How to detect HTTP Request in python + twisted?


I am learning network programming using twisted 10 in python. In below code is there any way to detect HTTP Request when data recieved? also retrieve Domain name, Sub Domain, Port values from this? Discard it if its not http data?

from twisted.internet import stdio, reactor, protocol

from twisted.protocols import basic

import re



class DataForwardingProtocol(protocol.Protocol):

    def _ _init_ _(self):

        self.output = None

        self.normalizeNewlines = False



    def dataReceived(self, data):

        if self.normalizeNewlines:

            data = re.sub(r"(\r\n|\n)", "\r\n", data)

        if self.output:

            self.output.write(data)



class StdioProxyProtocol(DataForwardingProtocol):

    def connectionMade(self):

        inputForwarder = DataForwardingProtocol( )

        inputForwarder.output = self.transport

        inputForwarder.normalizeNewlines = True

        stdioWrapper = stdio.StandardIO(inputForwarder)

        self.output = stdioWrapper

        print "Connected to server.  Press ctrl-C to close connection."



class StdioProxyFactory(protocol.ClientFactory):

    protocol = StdioProxyProtocol



    def clientConnectionLost(self, transport, reason):

        reactor.stop( )



    def clientConnectionFailed(self, transport, reason):

        print reason.getErrorMessage( )

        reactor.stop( )



if __name__ == '_ _main_ _':

    import sys

    if not len(sys.argv) == 3:

        print "Usage: %s host port" % _ _file_ _

        sys.exit(1)



    reactor.connectTCP(sys.argv[1], int(sys.argv[2]), StdioProxyFactory( ))

    reactor.run( )

Solution

  • protocol.dataReceived, which you're overriding, is too low-level to serve for the purpose without smart buffering that you're not doing -- per the docs I just quoted,

    Called whenever data is received.

    Use this method to translate to a higher-level message. Usually, some callback will be made upon the receipt of each complete protocol message.

    Parameters

    data
    

    a string of indeterminate length. Please keep in mind that you will probably need to buffer some data, as partial (or multiple) protocol messages may be received! I recommend that unit tests for protocols call through to this method with differing chunk sizes, down to one byte at a time.
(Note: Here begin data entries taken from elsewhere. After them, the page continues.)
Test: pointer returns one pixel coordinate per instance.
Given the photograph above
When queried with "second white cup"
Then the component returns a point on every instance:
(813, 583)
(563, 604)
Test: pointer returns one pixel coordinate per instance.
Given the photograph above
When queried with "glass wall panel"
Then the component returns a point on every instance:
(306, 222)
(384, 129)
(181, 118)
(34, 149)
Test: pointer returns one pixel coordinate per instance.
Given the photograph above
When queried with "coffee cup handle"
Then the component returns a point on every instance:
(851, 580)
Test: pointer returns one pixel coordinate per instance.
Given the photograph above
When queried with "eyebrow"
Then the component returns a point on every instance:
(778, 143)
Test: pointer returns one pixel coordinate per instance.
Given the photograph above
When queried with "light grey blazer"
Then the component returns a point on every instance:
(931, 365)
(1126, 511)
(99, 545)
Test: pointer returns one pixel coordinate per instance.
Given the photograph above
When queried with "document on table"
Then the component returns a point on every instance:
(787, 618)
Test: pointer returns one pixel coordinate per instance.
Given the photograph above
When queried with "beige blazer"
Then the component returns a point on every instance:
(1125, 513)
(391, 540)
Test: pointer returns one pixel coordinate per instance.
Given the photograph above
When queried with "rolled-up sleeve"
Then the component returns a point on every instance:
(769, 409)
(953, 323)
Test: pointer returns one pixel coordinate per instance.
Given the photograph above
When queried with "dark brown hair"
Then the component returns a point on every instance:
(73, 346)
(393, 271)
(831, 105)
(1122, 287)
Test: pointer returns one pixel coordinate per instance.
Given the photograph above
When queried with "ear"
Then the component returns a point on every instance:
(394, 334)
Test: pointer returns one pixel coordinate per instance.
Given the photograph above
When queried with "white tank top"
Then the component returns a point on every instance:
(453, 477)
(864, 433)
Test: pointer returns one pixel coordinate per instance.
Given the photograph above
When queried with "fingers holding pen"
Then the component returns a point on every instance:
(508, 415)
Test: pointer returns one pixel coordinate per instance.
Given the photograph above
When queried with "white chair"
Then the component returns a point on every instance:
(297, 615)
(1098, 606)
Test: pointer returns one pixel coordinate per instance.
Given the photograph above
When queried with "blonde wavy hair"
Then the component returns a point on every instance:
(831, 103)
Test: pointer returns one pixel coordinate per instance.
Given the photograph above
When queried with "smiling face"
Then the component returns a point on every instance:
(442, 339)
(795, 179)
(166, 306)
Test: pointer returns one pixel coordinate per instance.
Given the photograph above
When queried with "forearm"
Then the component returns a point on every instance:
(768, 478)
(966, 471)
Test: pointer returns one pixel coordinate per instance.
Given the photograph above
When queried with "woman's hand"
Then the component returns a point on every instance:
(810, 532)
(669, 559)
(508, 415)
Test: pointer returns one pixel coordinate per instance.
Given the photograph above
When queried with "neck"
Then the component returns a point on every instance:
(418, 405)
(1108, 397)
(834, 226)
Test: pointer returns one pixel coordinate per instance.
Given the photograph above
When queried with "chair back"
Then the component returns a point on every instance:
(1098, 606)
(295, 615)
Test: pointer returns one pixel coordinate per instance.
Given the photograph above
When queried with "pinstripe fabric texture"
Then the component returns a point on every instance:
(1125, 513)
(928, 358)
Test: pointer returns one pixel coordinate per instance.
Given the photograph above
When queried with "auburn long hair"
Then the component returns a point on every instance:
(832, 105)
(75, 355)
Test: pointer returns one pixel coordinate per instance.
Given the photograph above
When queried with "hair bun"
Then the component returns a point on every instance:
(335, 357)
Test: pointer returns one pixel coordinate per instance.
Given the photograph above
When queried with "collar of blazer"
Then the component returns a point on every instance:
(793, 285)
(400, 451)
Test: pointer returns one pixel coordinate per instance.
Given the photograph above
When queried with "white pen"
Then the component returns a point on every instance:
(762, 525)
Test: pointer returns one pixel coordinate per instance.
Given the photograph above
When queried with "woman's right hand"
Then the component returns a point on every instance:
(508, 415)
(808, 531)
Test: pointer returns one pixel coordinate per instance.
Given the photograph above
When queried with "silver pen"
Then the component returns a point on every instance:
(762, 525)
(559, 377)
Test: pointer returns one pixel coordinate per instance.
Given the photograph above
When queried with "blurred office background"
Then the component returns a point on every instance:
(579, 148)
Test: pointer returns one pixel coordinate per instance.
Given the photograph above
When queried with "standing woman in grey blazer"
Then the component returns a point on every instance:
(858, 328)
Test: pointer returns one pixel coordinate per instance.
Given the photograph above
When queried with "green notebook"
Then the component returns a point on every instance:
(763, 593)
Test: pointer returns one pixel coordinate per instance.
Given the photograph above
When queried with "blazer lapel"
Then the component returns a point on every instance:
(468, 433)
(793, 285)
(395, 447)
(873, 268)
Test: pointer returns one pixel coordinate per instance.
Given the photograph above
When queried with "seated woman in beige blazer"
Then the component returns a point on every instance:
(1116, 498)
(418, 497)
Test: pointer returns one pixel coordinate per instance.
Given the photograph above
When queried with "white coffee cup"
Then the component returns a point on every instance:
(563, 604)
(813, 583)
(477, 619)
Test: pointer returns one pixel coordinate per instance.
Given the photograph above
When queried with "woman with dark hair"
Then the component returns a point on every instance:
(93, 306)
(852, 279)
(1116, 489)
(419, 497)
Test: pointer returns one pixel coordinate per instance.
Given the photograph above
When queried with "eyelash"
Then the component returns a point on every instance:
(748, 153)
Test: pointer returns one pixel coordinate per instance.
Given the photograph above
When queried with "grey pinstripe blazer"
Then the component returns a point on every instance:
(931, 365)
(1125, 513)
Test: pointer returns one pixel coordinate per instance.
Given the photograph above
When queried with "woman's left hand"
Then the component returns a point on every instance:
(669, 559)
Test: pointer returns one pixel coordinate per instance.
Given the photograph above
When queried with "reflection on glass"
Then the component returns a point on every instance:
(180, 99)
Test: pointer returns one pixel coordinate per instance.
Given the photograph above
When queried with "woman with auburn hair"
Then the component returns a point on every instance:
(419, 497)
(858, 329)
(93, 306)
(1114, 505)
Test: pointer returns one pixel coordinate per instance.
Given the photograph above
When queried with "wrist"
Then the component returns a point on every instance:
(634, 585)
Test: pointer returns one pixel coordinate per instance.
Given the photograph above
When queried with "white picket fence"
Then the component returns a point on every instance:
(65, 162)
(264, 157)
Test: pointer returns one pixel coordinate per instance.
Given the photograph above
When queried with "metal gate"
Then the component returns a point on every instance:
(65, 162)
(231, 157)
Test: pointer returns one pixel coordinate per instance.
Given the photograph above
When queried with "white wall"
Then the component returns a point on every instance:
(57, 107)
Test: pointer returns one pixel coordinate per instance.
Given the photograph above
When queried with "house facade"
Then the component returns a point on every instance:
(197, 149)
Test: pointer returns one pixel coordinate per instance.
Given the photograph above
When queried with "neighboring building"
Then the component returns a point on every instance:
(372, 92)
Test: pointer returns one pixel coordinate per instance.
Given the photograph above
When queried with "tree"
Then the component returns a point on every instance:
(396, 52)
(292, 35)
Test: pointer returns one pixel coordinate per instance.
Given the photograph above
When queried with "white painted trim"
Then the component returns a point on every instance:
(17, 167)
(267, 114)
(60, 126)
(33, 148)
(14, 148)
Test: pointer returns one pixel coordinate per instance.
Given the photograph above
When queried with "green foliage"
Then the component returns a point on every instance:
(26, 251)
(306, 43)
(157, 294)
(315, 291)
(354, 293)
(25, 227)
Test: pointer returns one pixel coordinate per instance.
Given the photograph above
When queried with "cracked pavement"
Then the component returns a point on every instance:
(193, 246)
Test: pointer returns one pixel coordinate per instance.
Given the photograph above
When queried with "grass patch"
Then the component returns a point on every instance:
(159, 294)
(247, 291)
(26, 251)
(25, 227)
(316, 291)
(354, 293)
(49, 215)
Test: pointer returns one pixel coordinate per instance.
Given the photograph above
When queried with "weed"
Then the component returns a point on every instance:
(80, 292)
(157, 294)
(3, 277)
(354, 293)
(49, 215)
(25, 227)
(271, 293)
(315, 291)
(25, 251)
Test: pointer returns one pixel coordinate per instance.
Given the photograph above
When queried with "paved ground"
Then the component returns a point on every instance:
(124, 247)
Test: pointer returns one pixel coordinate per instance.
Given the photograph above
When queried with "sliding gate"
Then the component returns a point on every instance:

    You appear to be completely ignoring this crucial part of the docs.

    You could instead use LineReceiver.lineReceived (inheriting from protocols.basic.LineReceiver, of course) to take advantage of the fact that HTTP requests come in "lines" -- you'll still need to join up headers that are being sent as multiple lines, since as this tutorial says:

    Header lines beginning with space or tab are actually part of the previous header line, folded into multiple lines for easy reading.

    Once you have a nicely formatted/parsed response (consider studying twisted.web's sources so see one way it could be done),

    retrieve Domain name, Sub Domain, Port values from this?

    now the Host header (cfr the RFC section 14.23) is the one containing this info.